Deux premières installations
Direction donc le sud est de l’Angleterre, plus précisément à Tidford, où nous avons pu découvrir le dispositif de captation en fonctionnement. Il est fabriqué par la société Bennamann, fraîchement passée dans le groupe CNH, propriétaire de New Holland et donc d’un tracteur fonctionnant au biométhane, le T6 Methane Power. Contrairement à une méthanisation, le but de ce système n’est pas de produire du gaz, mais de capter celui émis. Ce coproduit peut alors être converti en biométhane ou en électricité. En retenant le méthane, ce système évite la volatilisation d’un gaz dont l’effet de serre est 28 fois plus important que celui du carbone (1), mais aussi à l’origine de nombreuses odeurs.

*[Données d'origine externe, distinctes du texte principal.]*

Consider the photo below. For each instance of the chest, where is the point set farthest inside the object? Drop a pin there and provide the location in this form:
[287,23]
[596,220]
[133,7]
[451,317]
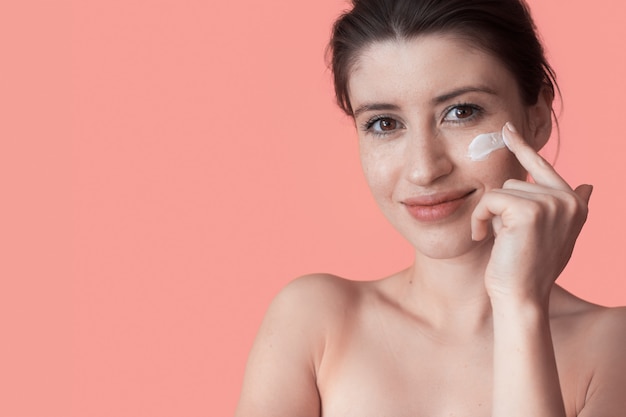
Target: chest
[388,372]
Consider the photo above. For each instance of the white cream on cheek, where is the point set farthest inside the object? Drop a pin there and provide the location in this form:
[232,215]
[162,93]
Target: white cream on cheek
[482,145]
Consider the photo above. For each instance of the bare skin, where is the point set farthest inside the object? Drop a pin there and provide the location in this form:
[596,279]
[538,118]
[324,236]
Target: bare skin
[476,326]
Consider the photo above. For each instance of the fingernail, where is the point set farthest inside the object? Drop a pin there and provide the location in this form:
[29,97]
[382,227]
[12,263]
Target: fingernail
[510,126]
[505,135]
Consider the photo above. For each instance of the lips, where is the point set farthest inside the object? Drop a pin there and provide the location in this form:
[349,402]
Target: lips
[436,207]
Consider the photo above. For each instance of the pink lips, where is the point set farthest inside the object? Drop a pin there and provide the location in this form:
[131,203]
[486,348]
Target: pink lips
[435,207]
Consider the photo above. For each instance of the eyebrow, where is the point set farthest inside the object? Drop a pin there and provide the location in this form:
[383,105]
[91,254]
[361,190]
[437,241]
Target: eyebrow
[437,100]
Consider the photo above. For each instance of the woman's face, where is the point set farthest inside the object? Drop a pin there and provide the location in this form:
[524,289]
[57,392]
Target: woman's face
[417,106]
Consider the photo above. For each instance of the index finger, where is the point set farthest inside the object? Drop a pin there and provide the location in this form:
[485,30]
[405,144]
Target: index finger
[538,168]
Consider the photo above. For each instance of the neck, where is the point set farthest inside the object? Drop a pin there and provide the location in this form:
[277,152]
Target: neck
[449,294]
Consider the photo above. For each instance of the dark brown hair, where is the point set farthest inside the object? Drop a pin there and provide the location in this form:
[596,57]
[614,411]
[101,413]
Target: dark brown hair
[503,28]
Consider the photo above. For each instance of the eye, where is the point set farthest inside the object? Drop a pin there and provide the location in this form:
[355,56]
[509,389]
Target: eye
[382,125]
[462,112]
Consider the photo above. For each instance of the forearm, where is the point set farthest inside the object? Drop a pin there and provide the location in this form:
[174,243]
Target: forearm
[526,381]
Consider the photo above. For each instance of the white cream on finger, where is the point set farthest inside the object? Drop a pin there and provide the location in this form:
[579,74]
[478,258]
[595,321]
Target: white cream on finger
[482,145]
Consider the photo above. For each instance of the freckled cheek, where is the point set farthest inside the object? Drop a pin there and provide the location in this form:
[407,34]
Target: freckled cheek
[381,174]
[502,167]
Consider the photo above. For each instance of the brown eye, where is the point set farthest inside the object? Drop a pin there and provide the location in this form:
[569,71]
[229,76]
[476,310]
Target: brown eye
[387,124]
[462,113]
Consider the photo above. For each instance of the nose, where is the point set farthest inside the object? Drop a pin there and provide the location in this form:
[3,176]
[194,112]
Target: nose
[427,159]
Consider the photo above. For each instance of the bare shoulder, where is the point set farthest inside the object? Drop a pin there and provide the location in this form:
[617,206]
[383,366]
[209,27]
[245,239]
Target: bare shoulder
[316,299]
[592,340]
[289,346]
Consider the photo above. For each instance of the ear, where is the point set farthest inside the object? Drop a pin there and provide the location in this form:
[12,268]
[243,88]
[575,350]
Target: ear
[540,119]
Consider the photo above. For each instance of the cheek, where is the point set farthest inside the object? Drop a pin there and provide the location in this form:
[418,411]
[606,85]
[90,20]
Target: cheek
[504,166]
[380,170]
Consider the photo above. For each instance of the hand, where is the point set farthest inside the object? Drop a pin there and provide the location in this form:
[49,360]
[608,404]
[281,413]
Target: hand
[535,227]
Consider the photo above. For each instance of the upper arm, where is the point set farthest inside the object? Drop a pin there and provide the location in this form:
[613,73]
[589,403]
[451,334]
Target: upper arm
[280,378]
[606,395]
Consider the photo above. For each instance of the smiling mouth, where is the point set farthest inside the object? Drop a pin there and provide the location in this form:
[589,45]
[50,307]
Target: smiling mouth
[437,207]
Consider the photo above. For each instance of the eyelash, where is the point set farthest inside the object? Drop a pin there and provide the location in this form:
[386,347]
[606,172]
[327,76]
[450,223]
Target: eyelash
[477,112]
[368,125]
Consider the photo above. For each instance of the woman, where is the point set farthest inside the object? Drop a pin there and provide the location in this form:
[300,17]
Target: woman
[476,326]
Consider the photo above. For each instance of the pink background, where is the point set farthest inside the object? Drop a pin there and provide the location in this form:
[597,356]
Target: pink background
[168,165]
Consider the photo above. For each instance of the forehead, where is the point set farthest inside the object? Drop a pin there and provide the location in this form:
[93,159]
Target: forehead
[423,68]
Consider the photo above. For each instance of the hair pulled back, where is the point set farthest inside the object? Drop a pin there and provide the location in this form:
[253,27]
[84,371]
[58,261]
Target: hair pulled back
[503,28]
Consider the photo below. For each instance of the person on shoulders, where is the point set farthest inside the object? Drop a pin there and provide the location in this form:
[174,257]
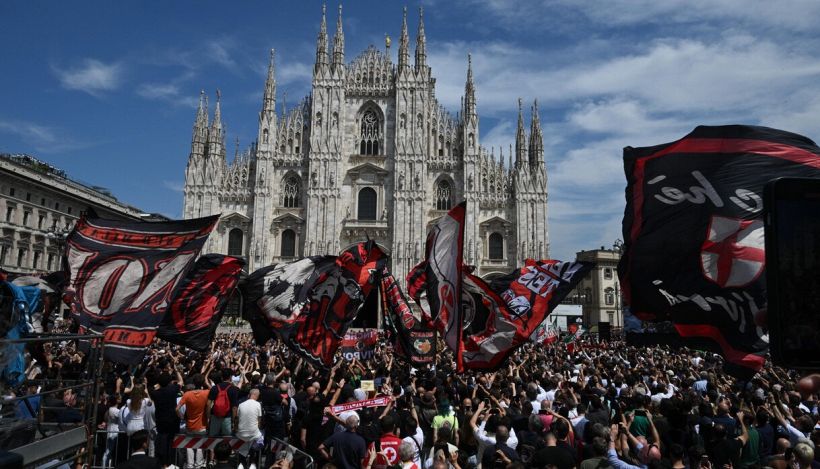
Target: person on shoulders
[139,458]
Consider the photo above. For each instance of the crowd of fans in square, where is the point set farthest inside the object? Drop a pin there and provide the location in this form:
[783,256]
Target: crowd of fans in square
[605,405]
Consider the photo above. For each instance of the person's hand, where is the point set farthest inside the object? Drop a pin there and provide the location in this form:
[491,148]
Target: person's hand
[809,384]
[500,454]
[613,432]
[454,457]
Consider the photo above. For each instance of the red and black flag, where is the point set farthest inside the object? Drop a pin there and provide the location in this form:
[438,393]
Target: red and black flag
[311,302]
[276,295]
[693,230]
[501,316]
[124,274]
[360,344]
[437,280]
[200,301]
[412,336]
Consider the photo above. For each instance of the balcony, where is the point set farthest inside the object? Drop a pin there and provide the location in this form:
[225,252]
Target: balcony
[359,228]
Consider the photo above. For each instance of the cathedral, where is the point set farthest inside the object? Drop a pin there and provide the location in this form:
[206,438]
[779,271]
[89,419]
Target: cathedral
[369,153]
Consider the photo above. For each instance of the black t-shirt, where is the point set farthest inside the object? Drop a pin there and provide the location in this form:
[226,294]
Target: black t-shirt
[726,451]
[348,449]
[165,400]
[489,458]
[552,456]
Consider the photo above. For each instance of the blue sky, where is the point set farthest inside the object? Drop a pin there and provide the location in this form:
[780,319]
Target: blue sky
[106,90]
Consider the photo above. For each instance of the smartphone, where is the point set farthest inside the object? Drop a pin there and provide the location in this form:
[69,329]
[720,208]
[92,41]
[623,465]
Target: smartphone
[792,236]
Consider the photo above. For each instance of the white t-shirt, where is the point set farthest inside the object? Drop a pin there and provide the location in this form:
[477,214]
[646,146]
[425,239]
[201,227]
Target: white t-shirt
[416,442]
[112,420]
[248,415]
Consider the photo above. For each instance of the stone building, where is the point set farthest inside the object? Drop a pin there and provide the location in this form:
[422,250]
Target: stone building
[369,153]
[599,293]
[38,207]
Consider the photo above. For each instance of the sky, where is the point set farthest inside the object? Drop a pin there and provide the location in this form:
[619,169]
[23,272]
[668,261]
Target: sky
[107,90]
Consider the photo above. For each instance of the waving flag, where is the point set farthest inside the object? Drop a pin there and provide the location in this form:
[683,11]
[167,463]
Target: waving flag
[200,301]
[413,337]
[694,252]
[439,278]
[501,316]
[546,333]
[124,274]
[311,302]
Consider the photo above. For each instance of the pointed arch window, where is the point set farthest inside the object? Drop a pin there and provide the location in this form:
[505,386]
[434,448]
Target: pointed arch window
[288,248]
[371,133]
[235,241]
[367,204]
[291,192]
[496,246]
[444,196]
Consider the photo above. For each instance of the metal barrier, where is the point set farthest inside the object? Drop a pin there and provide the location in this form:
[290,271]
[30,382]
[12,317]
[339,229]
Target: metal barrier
[46,435]
[191,450]
[111,448]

« Sur notre ferme, la lagune a été entièrement remplacée, pour laisser place à une nouvelle fosse de 25 mètres par 25, sur 6 mètres de profondeur. Cette fosse est recouverte d’une bâche étanche qui permet de capter le biogaz, émis naturellement par le lisier. Jusqu’ici, il était tout simplement perdu », explique Kevin. Les 89 vaches laitières passent sept mois par an dans la stabulation en logettes. Les couloirs sont raclés et le lisier tombe dans une fosse tampon avant d’être envoyé automatiquement dans le dispositif Bennamann, par une pompe. La fosse doit être remplie à un minimum de 25 % pour assurer la production.

Un épurateur en commun
Le gaz produit est évacué d’une première poche, pour être débarrassé de l’eau et du soufre (H2S) qu’il contient. Il est ensuite renvoyé vers l’installation, pour être stocké dans une seconde poche, située au-dessus de la première. L’épuration du biogaz, c’est-à-dire la séparation du dioxyde de carbone (C02) et du méthane, n’est pas réalisée en continu comme sur une installation classique de méthanisation en injection. Elle est effectuée ponctuellement, en moyenne une fois par semaine.

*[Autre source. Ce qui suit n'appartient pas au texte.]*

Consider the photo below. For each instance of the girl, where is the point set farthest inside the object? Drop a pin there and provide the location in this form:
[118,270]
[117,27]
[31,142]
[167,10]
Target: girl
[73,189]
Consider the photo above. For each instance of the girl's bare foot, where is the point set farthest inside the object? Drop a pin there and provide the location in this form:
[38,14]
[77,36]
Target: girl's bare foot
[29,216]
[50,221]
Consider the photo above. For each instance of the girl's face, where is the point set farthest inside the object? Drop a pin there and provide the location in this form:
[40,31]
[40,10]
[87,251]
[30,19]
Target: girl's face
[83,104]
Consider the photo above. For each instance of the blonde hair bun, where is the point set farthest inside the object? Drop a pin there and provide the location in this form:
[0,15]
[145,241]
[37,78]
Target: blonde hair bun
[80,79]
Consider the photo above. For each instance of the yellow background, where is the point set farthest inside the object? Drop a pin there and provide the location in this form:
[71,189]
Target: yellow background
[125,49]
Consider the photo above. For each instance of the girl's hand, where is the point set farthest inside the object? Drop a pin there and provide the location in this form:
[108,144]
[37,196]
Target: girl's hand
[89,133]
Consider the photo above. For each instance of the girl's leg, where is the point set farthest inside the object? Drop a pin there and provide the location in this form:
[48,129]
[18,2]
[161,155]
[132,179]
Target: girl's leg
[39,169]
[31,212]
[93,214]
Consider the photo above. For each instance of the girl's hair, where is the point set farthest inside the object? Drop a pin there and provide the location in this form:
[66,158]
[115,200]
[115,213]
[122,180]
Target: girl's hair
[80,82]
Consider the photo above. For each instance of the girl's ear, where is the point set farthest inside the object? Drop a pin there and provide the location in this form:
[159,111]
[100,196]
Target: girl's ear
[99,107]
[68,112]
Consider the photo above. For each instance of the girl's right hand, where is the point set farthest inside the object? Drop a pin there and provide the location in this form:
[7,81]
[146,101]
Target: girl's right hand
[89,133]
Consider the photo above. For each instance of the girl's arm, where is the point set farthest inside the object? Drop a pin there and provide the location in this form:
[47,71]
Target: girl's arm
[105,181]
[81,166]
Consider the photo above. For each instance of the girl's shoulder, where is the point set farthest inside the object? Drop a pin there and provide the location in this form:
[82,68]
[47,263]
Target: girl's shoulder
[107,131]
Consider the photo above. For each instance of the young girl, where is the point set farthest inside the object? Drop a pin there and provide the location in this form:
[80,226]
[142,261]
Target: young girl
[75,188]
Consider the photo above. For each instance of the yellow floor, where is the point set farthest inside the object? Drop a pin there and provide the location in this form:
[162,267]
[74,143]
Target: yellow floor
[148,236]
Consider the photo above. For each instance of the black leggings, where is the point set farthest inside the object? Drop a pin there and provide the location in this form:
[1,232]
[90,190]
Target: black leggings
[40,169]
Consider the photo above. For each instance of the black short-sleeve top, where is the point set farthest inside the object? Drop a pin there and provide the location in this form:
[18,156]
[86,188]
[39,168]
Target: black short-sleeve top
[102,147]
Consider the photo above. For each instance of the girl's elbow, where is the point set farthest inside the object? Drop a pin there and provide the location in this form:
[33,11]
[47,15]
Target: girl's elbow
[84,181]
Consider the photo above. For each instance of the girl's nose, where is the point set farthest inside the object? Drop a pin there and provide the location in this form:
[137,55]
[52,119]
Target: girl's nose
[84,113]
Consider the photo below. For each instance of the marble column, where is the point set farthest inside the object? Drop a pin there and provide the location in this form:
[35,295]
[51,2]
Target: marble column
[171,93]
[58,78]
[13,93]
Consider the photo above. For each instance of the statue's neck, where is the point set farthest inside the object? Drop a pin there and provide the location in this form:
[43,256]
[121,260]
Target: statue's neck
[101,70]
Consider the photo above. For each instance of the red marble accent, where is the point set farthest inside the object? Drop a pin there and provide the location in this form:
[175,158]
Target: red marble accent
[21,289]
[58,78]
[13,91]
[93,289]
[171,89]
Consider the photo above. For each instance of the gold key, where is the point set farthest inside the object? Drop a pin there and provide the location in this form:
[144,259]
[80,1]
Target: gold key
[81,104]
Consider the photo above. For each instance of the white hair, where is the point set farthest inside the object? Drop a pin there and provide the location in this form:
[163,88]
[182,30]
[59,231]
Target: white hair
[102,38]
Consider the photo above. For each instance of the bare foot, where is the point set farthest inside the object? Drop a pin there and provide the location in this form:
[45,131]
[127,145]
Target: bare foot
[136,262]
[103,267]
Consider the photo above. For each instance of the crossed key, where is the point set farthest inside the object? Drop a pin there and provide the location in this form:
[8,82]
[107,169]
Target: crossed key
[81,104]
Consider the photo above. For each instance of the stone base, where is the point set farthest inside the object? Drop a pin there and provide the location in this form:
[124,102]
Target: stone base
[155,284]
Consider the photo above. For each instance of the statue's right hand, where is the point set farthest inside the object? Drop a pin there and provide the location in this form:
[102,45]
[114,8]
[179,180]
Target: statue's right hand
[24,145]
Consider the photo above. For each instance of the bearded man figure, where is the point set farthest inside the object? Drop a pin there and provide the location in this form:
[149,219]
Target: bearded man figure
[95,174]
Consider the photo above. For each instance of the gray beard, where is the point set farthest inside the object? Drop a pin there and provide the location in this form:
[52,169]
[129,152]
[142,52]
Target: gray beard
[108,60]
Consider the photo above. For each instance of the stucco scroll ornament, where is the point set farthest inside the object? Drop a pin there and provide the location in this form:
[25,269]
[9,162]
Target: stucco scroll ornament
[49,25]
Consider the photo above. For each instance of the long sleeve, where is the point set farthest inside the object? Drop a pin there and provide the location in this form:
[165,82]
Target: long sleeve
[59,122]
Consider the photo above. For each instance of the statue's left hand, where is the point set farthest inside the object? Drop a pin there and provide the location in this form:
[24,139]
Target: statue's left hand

Le but est de mutualiser l’épuration, une technologie coûteuse notamment à l’achat. « Notre épurateur est prévu pour être portatif et donc utilisé sur plusieurs fermes. Sa capacité atteint environ l’équivalent de la production de 800 à 900 vaches », explique Chris Mann, le cofondateur de la marque. Le projet du constructeur est d’avoir un essaim de fermes équipées, sur lequel un épurateur pourrait être mutualisé pour réaliser le biométhane.
Pour les deux exploitations pilotes, Bennamann a fait appel à un employé franchisé. « Il a pour première mission, d’assurer une production optimale du système. Il gère également l’épuration et conditionne le biométhane dans des racks. Chaque rack possède une contenance de 160 kg de gaz, comprimé à 250 bars, mais affiche un poids total de 1,5 tonne », précise Chris.
Différents débouchés
Kevin et Katie ont également été équipés du tracteur New Holland T6.180, carburant au méthane, afin de tester la solution dans sa globalité. « Avec, nous avons réalisé différents travaux, comme la fenaison ou encore l’alimentation des vaches avec la mélangeuse, explique Kevin. Il a effectué en tout 840 heures sur l’année 2022. La production annuelle a largement suffi pour l’alimenter.

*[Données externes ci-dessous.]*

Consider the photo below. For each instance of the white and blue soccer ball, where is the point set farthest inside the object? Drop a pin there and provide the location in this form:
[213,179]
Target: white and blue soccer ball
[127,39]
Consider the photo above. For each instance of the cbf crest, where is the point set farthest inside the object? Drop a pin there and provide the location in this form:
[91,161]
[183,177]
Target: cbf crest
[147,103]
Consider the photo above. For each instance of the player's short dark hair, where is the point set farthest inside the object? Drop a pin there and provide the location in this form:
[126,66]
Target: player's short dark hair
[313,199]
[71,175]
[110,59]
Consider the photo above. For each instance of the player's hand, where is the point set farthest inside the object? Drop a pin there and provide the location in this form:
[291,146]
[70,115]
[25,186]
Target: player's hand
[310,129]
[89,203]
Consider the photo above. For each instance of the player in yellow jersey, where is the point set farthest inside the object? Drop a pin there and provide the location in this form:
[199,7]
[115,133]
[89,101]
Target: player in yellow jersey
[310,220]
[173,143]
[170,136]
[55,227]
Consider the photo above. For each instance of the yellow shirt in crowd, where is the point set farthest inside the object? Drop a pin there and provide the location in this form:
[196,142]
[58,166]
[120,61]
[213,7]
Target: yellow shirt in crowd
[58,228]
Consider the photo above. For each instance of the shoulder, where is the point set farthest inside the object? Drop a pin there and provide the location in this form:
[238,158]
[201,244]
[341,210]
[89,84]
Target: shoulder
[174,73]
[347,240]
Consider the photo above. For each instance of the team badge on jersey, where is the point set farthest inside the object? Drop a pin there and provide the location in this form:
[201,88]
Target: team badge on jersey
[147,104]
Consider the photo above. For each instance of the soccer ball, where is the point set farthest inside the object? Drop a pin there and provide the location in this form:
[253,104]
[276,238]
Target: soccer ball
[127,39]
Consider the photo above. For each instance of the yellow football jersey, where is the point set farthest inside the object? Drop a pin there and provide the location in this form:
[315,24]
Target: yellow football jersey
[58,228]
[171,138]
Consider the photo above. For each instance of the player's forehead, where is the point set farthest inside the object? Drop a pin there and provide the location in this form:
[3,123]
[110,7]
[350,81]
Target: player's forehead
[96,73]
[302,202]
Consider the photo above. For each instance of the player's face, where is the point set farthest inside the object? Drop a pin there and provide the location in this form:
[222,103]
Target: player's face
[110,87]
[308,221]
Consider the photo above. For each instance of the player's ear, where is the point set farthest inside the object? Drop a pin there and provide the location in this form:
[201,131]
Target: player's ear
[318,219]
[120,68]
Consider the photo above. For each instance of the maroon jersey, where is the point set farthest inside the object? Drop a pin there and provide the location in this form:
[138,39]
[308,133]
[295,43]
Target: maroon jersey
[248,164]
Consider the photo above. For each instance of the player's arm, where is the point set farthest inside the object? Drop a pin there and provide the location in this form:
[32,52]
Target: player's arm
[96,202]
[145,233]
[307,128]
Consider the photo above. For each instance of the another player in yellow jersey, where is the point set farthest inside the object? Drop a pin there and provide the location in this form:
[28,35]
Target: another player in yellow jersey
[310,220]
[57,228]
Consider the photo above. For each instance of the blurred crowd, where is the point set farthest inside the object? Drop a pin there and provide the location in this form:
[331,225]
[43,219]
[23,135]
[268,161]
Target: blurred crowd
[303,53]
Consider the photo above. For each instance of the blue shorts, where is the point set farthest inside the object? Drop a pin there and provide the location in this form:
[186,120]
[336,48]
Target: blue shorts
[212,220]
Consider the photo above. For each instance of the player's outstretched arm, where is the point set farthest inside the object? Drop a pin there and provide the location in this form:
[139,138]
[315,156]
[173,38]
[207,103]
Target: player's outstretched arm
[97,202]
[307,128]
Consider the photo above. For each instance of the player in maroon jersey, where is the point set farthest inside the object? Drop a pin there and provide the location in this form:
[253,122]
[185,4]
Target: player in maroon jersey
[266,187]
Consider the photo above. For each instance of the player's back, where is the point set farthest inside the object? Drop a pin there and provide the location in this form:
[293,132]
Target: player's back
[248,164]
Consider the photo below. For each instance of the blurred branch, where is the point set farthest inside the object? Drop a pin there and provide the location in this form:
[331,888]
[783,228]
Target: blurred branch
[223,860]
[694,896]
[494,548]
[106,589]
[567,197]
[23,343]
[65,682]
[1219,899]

Le reste du gaz peut être valorisé de différentes manières. Le site comprend un groupe électrogène, composé d’un moteur de 80 ch carburant au biogaz et une batterie de 48 kW. Il produit l’électricité pour couvrir les besoins de l’exploitation. Bennamann gère ensuite la revente du biométhane restant qui alimente la flotte d’utilitaires d’une société appartenant au comté de Cornouailles. Ce dernier, propriétaire de la ferme, est d’ailleurs l’un des moteurs de ce projet.
(1) Coefficient sur une période de 100 ans.